Birth Name: | Frederik Eduard Marie Martinus Blekman |
Birth Date: | 1839 2, df=y |
Birth Place: | Amsterdam, Netherlands |
Death Place: | Lewisham, London, United Kingdom |
Occupation: | Translator, Circus Owner |
Known For: | Japanese Village, Knightsbridge |
Tannaker Buhicrosan (タナカー・ブヒクロサン) (25 February 1839 – 10 August 1894), christened Frederik Eduard Marie Martinus Blekman, and also known as Furederikku Burekkuman, was a Dutch translator and entertainment promoter mostly in Japan and Britain, who is best remembered for operating the Japanese Village exhibition erected in Knightsbridge from 1885 to 1887.[1] [2]
Buhicrosan was born in Amsterdam on 25 February 1839, the son of Susanna Catharina née van der Hulst (born 1814) and Eduard Matthijs Nicolaas Blekman (born 1815).[3] [4] Travelling first via Australia and New Zealand, Blekman arrived in Nagasaki, Japan, in 1859, living among the foreign community in Nagasaki.[2] Still known as Blekman at the time, he was hired first by the British Legation as a Dutch translator in 1861 for the Shimonoseki area and later to represent the French in talks with the second Japanese Ambassadorial European dispatch in 1864–1866, as Dutch was the language the Japanese used to negotiate treaties with Westerners at this time. However, he caused financial strife between the French and Shogunal authorities by inflating the asking price for French warships to divert the excess payment to his trading company and was dismissed as their intermediary Dutch interpreter.[2]
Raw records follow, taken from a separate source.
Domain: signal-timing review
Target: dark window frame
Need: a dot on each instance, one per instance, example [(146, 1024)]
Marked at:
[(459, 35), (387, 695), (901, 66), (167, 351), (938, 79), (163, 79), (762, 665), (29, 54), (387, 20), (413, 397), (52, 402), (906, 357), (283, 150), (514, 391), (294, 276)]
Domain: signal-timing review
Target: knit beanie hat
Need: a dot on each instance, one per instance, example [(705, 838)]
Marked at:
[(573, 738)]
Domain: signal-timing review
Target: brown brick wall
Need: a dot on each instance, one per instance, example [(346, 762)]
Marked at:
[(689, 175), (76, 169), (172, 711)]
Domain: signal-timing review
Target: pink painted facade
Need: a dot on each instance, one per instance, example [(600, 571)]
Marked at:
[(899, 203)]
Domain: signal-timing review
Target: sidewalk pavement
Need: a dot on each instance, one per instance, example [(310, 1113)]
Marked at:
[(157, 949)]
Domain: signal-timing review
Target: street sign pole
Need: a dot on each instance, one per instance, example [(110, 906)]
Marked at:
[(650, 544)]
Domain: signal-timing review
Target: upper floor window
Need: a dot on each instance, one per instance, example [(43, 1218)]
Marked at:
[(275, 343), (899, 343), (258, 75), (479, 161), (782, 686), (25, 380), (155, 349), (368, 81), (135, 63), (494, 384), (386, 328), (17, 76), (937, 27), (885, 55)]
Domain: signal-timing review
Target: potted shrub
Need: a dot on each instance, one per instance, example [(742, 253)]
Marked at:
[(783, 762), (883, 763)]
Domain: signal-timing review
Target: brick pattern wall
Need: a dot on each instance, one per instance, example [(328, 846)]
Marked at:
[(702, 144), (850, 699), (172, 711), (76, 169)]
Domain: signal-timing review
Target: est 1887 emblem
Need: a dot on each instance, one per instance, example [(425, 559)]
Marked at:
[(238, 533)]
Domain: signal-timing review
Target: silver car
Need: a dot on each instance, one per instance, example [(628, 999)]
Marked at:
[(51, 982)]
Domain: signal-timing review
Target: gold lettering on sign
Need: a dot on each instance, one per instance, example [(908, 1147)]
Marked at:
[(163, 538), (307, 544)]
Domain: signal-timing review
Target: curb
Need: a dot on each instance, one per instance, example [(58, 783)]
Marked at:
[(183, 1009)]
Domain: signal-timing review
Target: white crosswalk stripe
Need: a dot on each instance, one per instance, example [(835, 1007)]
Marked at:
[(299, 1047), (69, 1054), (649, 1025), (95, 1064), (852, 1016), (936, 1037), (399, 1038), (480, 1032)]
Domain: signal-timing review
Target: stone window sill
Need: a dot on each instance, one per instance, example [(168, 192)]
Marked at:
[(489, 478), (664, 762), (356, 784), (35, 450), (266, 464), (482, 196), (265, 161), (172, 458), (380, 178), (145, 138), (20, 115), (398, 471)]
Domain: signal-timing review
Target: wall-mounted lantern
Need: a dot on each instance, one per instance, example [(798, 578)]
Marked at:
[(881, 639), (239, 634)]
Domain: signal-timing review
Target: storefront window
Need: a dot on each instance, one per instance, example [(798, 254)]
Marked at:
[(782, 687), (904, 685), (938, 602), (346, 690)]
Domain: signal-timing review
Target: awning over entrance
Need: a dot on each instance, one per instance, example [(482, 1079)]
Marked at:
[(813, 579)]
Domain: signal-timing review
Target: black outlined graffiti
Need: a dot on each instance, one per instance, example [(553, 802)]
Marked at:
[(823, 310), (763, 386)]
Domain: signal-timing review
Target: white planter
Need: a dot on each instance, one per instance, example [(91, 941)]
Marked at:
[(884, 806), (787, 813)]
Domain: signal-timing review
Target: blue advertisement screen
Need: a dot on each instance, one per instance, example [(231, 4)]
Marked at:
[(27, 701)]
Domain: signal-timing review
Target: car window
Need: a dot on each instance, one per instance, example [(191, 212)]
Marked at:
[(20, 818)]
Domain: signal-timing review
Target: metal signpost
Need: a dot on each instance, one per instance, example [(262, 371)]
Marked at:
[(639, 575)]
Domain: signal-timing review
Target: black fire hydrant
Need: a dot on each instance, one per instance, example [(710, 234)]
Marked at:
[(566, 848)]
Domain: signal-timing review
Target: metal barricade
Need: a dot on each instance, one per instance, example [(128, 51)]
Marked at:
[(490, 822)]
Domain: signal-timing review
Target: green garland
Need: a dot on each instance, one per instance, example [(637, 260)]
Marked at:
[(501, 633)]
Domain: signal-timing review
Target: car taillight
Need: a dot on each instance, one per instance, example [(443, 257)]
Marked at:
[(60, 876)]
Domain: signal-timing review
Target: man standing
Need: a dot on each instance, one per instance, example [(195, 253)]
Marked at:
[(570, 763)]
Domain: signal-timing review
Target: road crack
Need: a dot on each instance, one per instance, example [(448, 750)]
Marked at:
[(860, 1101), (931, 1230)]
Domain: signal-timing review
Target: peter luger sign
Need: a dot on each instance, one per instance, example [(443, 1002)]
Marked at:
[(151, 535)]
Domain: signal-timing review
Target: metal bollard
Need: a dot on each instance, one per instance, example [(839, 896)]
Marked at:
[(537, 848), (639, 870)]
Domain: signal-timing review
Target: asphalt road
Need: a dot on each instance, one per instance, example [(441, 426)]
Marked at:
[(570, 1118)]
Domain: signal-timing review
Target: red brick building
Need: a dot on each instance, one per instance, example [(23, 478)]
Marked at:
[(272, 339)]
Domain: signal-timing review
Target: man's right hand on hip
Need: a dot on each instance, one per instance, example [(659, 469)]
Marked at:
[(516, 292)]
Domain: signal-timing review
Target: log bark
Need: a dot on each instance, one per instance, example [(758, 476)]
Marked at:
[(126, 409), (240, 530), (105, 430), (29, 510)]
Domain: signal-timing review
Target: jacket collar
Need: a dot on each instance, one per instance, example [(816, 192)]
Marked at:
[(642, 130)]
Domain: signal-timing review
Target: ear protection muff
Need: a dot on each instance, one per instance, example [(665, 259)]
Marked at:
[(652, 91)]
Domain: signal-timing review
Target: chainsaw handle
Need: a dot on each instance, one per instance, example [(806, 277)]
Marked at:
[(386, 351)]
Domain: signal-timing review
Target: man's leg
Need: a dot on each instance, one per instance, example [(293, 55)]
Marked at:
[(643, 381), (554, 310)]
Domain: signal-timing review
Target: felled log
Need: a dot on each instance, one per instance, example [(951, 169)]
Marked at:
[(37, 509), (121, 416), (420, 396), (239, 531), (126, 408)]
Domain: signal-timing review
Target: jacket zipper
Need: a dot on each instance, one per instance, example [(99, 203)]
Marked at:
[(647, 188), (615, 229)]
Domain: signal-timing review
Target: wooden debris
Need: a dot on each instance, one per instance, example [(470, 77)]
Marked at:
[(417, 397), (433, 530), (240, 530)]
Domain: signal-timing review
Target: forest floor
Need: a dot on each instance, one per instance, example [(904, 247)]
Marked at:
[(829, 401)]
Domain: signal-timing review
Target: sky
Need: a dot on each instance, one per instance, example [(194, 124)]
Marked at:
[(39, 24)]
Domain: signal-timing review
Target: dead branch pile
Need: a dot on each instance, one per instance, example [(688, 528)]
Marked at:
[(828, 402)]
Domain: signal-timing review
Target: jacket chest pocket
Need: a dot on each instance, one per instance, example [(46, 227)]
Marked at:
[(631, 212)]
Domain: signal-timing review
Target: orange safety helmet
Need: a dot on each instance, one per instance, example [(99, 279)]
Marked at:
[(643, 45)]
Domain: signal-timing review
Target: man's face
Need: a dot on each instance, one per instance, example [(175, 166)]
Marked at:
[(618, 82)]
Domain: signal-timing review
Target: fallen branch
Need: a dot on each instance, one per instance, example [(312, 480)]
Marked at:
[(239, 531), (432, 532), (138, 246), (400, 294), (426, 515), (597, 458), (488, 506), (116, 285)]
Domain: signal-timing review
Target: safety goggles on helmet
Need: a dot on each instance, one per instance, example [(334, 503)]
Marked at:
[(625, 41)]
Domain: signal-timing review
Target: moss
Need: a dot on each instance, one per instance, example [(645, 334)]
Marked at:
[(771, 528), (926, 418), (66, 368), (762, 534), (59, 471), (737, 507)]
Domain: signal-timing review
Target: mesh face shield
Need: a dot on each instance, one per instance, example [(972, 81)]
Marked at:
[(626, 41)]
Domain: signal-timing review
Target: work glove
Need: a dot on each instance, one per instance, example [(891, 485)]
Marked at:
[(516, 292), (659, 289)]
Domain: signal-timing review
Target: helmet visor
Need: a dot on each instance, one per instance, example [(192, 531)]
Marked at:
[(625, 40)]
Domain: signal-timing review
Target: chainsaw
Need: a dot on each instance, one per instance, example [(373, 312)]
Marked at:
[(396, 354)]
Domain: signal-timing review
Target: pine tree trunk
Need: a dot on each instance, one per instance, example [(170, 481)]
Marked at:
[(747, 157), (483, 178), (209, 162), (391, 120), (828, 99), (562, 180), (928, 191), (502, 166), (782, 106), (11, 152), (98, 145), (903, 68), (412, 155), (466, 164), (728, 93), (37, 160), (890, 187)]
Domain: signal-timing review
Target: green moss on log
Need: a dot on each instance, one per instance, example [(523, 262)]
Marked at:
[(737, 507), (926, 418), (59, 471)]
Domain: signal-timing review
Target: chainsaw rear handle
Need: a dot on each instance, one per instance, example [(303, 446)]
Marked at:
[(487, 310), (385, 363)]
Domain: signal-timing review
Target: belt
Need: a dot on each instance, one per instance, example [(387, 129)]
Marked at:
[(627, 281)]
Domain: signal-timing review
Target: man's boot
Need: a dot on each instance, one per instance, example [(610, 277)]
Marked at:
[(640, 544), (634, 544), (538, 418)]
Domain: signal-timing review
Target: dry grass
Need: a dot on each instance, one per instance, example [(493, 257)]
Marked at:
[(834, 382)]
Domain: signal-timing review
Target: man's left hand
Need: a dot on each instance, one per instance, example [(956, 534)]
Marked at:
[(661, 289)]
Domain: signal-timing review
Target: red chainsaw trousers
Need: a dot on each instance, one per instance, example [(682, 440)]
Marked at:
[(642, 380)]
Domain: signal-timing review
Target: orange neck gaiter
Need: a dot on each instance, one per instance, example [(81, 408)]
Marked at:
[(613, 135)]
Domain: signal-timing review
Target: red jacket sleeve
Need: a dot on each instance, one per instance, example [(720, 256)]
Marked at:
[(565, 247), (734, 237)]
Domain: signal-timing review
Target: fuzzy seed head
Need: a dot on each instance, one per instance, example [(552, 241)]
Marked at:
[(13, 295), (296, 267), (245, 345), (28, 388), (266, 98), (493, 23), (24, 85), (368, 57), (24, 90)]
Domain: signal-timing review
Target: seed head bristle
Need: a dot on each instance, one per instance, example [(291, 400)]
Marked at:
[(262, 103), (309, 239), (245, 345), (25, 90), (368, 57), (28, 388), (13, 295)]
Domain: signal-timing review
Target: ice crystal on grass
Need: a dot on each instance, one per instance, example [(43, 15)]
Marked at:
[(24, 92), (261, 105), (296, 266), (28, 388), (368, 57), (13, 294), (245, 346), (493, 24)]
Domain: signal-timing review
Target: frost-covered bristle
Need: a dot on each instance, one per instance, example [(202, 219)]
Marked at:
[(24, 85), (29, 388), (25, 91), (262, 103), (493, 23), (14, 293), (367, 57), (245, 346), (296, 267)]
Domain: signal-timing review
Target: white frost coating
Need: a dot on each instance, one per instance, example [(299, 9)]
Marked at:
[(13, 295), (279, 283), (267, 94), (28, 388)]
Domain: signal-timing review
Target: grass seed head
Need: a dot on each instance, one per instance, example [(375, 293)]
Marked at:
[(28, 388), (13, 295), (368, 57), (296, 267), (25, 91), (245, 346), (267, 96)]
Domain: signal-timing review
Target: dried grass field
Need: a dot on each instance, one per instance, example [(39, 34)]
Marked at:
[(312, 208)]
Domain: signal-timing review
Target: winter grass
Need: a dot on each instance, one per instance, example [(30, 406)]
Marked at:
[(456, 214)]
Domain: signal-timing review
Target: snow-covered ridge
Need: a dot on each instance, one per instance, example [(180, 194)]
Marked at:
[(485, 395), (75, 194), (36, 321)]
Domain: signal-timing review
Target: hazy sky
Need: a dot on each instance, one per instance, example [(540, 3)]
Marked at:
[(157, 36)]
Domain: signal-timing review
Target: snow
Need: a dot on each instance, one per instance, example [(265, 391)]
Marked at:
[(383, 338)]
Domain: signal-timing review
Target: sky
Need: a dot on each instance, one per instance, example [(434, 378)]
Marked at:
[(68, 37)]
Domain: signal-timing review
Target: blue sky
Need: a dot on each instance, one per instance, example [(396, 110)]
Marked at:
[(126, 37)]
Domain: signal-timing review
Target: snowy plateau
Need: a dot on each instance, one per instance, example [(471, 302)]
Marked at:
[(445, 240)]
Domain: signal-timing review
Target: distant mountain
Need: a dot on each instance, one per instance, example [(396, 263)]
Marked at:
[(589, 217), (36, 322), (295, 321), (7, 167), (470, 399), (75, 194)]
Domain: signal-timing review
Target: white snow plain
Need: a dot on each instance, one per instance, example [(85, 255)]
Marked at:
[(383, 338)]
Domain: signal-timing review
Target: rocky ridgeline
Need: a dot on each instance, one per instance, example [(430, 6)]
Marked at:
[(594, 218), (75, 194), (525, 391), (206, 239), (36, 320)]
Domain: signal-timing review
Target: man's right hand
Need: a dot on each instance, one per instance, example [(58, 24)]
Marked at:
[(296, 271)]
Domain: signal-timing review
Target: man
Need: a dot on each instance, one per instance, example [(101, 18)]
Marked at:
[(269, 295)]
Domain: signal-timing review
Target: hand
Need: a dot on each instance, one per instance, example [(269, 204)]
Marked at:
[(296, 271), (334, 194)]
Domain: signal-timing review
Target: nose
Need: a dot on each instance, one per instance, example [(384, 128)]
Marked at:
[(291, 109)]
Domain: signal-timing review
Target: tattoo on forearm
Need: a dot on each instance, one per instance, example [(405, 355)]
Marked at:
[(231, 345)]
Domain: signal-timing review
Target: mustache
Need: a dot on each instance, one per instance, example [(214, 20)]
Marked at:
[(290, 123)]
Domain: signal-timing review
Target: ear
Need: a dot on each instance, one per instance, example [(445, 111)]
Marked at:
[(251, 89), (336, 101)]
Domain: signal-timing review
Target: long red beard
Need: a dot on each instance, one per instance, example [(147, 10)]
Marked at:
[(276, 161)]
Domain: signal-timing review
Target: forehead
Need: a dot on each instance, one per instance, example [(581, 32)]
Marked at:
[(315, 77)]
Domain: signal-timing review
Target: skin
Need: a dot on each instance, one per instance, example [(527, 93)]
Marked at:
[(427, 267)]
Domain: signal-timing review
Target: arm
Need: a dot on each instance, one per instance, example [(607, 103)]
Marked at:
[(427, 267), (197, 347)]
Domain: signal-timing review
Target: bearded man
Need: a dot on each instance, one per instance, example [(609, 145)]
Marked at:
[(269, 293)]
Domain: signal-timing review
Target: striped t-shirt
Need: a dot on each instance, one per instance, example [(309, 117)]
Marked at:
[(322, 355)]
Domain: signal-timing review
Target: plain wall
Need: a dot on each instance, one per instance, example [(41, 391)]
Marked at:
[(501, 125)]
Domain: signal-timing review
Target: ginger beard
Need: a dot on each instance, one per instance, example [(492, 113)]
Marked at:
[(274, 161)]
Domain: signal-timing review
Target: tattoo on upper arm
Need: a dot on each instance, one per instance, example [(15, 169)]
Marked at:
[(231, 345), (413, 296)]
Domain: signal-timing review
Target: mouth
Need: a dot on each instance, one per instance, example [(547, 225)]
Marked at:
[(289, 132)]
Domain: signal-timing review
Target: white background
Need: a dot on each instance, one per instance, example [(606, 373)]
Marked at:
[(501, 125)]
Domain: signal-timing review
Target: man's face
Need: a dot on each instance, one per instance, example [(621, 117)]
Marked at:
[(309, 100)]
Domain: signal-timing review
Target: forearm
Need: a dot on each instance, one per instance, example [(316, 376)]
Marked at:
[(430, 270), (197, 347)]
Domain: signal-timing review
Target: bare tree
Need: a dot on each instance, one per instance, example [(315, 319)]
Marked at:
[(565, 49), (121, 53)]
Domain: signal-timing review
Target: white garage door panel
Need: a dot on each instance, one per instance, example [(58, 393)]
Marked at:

With a warrant out for his arrest in Japan he fled to San Francisco and began anew, putting together his first entertainment troupe in 1867, eventually going on tour. By 1871 he was in Britain as the "Professional Manager of a Japanese Troupe", lodging at Luton in Bedfordshire with and nine other Japanese people.[3] Capitalising on the craze for "all things Japan", he primarily focused on promoting his "Japanese Entertainment" performances (popularised by the San Francisco Japanese community), taking the moniker Tannaker Buhicrosan (perhaps part of Japanese Expat pidgin.[5]) Buhicrosan began to sell "Japanese products" such as umbrellas and began to demonstrate real Japanese craftsmen and their works in the show in mock-up traditional "Old Japan" style houses (a popular 19th century infantile notion of Japan) with food stalls and another "Japanese" temple attached. In 1874 Buhicrosan moved to London. In 1878 he appeared in court in Southampton in Hampshire, charged with obtaining money under false pretences, but was acquitted.[6] In 1879 he married a British-Japanese woman, Ruth Otake Buhicrosan (1851–1914), settling in Hither Lane, Lewisham, London, where they had 10 children.[2] [7] [8] [9] [10] After performances of his Japanese Troupe, Buhicrosan often gave Japanese objects to each person who attended. He sometimes offered his entertainments to workhouses free of charge, and he was known to contribute money to disaster appeals such as the Tay Bridge disaster. He stated that the goal of the Village was to raise money for a mission, led by his Japanese Christian wife, Otkesan, to help women in Japan.[11]
In premises in Milton Street, Finsbury, in December 1883 Buhicrosan 'set up The Japanese Native Village Exhibition and Trading Company Limited with a number of associates, including Cornelius B. Pare, a Japan and China merchant in the city, Ambrose Austin, a concert agent, and John Miles, a Wardour Street printer. ... Buhicrosan was to receive a salary of at least £1,000' from his new trading venture. Buhicrosan in January 1885 opened the Japanese Village in Knightsbridge, London, at Humphreys' Hall, attracting great success with 250,000 visitors in the first months, the popularity of which was boosted by Gilbert and Sullivan's comic opera hit, The Mikado, which opened in March 1885. The wood and paper village burned down in May, causing surrounding property damage and killing a Japanese wood carver. The troupe had already been engaged to appear at the 1885 International Hygiene Exhibition in Berlin's Exhibition Park. In December 1885 the village reopened in London with 'several streets of shops ... two temples and various free-standing idols, and a pool spanned by a rustic bridge'.[10] The village employed over 100 people, such as Japanese craftsmen, performers and artisans in London.[12] The novelty had worn off on the public by 1887, and the village was closed in June.
Earlier in 1887, Buhicrosan had given up his stake in the village, but he ran other Japanese villages and troupes around England until 1890.[13] He died in 1894 in Lewisham.[14]